The CALM network includes 168 active sites in both hemispheres, with 15 participating countries. This network represents the only coordinated and standardized program of observations using standard measurement protocols designed to observe and detect decadal changes in the dynamics of seasonal thawing and freezing in high-latitude soils. The Intellectual Merit of this study lies in the need for long-term time series of active layer depth, ground temperature, and thaw settlement measurements at the same locations and across diverse terrain types and regions in order to identify scales of spatial variation, establish trends, and validate models.

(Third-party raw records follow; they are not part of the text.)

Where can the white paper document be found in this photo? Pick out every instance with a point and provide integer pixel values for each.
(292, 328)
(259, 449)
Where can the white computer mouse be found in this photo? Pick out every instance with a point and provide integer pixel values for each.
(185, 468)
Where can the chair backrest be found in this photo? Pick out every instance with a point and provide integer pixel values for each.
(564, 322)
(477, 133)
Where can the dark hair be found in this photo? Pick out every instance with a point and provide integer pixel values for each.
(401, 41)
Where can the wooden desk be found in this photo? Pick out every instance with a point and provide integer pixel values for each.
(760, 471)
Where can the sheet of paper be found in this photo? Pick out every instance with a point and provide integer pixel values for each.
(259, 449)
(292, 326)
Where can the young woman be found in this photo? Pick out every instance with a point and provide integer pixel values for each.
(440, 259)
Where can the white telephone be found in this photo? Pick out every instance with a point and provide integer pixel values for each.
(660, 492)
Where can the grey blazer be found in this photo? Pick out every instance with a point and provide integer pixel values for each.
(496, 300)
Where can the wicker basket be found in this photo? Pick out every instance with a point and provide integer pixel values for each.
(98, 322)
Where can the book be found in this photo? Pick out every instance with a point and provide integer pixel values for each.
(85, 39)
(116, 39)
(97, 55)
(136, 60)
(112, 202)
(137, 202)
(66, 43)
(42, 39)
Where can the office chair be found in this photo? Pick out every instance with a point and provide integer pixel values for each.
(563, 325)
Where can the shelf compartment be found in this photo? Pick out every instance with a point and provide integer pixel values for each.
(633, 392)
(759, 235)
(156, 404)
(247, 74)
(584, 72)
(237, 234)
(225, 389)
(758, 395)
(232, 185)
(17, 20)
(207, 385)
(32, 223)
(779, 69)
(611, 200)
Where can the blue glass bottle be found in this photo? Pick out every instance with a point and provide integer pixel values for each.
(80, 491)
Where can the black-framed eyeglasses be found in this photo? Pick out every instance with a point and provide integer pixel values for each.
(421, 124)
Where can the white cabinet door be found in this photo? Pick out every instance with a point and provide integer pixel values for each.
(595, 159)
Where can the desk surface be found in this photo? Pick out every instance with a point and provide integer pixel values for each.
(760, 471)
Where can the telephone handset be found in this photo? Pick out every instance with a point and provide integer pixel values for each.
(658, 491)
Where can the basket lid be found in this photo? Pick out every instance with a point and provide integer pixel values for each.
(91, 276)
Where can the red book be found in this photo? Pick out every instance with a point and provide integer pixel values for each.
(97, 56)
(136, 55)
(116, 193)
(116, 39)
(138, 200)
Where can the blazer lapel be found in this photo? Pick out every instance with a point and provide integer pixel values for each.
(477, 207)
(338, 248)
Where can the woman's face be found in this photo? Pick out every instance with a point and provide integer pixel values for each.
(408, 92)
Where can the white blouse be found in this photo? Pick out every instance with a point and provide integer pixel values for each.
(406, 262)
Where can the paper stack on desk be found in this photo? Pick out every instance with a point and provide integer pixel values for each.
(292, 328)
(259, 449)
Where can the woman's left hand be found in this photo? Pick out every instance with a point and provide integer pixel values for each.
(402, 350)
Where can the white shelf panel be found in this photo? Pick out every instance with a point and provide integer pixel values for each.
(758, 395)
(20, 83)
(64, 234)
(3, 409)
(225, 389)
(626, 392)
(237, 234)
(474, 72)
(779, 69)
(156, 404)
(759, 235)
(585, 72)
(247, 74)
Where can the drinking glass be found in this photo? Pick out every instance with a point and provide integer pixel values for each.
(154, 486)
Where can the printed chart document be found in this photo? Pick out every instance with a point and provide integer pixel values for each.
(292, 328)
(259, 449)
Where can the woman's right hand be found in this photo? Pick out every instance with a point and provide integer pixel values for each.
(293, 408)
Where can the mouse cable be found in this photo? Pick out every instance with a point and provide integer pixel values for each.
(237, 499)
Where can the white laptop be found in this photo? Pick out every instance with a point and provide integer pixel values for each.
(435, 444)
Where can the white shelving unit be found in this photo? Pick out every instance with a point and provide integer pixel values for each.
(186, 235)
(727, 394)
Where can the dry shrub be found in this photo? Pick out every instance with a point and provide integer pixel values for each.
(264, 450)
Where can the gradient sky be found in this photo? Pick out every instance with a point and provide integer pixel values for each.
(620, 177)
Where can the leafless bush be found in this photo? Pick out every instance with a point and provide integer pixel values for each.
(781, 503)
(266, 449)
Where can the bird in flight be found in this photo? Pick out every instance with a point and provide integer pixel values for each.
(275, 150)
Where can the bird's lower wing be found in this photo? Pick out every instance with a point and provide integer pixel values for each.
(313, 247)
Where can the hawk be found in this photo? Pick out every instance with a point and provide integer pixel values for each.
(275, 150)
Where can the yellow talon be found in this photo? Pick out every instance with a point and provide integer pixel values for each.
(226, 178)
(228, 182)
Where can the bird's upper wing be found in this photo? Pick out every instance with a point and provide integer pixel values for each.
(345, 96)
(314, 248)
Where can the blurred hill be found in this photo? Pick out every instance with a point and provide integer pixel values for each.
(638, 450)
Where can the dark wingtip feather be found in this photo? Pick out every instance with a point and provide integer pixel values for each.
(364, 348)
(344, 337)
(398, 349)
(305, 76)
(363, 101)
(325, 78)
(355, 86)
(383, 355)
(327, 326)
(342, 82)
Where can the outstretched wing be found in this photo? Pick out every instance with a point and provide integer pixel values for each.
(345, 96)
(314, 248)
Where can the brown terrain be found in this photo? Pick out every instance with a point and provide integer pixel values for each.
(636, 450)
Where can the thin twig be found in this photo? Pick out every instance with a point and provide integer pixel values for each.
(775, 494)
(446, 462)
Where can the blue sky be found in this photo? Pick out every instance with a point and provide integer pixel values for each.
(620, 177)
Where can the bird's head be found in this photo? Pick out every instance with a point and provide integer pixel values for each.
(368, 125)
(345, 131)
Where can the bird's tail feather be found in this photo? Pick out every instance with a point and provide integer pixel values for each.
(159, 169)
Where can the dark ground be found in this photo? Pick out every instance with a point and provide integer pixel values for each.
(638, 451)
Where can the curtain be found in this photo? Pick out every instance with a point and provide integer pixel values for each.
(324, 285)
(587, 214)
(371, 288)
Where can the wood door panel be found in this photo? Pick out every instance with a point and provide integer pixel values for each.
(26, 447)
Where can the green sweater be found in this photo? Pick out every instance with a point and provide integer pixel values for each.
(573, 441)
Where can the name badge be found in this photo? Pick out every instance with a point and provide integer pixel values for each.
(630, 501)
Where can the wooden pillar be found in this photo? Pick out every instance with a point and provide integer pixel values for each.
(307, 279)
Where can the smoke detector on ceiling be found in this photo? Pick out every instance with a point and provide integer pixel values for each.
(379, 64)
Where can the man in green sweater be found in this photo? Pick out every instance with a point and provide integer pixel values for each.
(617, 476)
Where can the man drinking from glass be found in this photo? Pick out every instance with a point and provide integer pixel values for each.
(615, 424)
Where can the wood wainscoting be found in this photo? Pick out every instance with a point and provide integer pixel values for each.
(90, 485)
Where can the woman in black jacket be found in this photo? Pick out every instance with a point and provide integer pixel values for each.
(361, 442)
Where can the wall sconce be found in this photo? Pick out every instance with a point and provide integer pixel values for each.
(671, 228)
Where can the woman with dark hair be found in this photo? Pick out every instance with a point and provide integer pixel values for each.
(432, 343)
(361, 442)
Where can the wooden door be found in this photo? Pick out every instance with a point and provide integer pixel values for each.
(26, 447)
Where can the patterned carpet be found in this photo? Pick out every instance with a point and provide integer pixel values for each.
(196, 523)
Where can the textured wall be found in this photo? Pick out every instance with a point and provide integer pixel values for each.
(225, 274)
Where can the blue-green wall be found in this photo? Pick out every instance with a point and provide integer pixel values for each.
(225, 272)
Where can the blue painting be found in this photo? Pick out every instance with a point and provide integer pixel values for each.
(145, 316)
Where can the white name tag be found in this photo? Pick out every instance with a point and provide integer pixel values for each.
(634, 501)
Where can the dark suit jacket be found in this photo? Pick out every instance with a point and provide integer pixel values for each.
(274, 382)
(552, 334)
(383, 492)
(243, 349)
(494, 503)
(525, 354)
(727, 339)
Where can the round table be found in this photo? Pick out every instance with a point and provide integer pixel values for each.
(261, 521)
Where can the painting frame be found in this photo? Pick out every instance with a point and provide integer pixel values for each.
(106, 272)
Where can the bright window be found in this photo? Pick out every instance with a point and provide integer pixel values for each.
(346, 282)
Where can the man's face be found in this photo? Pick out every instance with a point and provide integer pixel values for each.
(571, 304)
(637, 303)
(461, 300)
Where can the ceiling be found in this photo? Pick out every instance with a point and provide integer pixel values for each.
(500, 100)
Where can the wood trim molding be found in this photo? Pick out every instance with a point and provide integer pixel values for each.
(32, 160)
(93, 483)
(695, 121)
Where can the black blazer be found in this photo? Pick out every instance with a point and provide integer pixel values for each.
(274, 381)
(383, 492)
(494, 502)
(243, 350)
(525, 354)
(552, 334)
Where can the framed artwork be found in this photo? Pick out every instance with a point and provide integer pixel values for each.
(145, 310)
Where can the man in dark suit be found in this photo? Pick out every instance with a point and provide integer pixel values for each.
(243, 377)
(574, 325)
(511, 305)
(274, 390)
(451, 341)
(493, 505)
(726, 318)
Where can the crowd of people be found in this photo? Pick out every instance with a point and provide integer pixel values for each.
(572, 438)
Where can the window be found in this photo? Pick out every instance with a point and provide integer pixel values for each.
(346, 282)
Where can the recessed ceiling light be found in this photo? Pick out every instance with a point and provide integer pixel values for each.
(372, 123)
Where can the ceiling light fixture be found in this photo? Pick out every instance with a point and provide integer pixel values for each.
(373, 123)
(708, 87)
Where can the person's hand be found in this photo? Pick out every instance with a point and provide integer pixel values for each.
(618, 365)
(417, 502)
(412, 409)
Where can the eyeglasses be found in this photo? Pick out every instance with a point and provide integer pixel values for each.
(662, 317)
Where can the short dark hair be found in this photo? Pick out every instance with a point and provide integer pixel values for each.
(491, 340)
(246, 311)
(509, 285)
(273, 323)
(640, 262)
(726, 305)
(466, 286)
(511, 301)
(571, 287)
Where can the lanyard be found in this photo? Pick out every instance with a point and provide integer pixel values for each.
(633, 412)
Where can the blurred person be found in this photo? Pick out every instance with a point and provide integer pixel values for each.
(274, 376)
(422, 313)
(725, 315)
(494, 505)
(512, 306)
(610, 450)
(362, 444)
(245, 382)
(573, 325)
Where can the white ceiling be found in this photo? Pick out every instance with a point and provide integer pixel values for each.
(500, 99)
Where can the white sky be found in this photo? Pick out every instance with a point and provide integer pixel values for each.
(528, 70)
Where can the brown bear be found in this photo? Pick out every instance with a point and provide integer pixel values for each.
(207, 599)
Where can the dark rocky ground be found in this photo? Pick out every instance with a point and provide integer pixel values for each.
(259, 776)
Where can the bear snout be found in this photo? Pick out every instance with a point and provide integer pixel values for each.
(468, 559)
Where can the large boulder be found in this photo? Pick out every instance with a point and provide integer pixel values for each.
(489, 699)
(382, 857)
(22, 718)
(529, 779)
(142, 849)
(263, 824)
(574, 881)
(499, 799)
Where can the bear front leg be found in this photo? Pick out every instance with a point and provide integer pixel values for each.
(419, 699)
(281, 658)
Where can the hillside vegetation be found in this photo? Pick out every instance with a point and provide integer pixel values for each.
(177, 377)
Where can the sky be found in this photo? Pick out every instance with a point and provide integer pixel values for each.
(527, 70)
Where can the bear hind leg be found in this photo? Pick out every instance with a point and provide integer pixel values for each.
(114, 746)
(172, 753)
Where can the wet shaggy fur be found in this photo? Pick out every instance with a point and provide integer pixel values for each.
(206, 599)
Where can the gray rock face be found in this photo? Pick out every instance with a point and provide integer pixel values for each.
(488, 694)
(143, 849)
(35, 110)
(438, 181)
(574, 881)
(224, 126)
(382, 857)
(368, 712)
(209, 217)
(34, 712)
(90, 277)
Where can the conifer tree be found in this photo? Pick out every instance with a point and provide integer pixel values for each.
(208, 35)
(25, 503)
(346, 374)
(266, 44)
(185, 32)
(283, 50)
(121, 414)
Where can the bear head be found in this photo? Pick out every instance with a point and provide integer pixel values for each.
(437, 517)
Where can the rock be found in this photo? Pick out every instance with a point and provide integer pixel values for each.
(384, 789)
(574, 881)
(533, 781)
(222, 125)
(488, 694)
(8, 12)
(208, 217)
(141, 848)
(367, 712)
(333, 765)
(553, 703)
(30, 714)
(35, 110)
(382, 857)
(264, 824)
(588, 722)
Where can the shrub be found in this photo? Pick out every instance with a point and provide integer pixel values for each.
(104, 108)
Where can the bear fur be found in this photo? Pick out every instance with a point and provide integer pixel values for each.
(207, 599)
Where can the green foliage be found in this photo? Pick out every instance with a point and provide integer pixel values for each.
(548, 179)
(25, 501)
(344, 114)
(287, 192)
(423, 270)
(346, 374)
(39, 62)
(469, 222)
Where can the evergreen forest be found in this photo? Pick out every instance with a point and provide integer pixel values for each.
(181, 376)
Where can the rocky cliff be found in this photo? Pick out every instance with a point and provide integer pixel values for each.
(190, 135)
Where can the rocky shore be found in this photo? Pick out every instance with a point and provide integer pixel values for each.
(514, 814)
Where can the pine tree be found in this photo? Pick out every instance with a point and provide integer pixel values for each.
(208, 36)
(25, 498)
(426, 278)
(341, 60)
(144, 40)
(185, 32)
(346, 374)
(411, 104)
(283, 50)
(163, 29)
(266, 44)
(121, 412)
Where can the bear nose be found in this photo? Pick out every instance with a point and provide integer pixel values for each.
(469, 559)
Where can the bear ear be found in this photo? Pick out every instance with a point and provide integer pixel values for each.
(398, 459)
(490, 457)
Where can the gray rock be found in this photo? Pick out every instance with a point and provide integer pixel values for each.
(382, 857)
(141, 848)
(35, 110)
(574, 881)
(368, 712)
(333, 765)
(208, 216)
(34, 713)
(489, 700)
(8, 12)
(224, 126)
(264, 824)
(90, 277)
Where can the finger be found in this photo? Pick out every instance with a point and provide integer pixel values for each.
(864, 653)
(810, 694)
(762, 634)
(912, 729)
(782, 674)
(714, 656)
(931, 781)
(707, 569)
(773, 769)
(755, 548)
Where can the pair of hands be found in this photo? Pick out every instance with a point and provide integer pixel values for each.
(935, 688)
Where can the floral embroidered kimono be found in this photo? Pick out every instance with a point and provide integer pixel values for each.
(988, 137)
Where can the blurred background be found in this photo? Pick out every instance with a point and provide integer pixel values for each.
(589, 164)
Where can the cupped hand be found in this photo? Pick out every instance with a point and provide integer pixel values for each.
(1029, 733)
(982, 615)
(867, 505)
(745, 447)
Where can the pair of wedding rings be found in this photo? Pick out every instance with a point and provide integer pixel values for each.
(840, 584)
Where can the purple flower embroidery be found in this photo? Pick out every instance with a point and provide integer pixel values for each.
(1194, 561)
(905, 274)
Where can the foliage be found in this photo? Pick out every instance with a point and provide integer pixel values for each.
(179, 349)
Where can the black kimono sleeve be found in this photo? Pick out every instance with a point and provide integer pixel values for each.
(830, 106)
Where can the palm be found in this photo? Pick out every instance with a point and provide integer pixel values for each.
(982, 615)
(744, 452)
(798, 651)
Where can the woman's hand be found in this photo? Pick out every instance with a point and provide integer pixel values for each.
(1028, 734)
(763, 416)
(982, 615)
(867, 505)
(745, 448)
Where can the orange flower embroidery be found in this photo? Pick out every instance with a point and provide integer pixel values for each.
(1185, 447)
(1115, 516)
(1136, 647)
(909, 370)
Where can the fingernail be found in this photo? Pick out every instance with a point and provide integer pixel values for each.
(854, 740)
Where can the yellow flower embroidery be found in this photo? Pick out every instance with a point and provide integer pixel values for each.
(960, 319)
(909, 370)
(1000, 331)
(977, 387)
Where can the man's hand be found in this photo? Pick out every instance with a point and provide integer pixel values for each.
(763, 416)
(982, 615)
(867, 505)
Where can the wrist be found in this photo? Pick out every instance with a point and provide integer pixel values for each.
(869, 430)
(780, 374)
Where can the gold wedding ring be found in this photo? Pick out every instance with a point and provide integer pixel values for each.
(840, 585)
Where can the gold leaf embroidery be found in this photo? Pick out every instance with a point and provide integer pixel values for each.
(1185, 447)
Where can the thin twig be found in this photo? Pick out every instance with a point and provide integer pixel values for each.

The active layer thickness is measured by physical probing on grids ranging in size from 100 to 1000 meters, by probing at a single point or along transects or from permanently installed frost tubes and soil temperature cables. Sites include several coastal to inland transects in North America, a longitudinal array of sites across Eurasia, and individual sites in several mid-latitude, mountainous regions. The majority of the sites are in arctic tundra regions consisting of fine grained sediments. Bouldery and rocky sites in mountains are being added to the network primarily in Europe as part of the EC Permafrost and Climate in Europe (PACE) project. CALM is being considered as the part of the Global Climate Observing System (GCOS). CALM is closely affiliated with the International Permafrost Association (IPA), several IPA working groups, and the International Tundra Experiment (ITEX). The current protocol for observing the active layer thickness is given in the published ITEX Manual and on the ITEX and IPA web sites. These activities are part of the IPA Global Geocryological Database (GGD). A map on the CAPS CD-ROM illustrates the locations of the 130 sites. A comprehensive metadata file for all sites is available.
The CAPS CD-ROM contains detailed metadata and summary data. Raw data can be found at the CALM web site.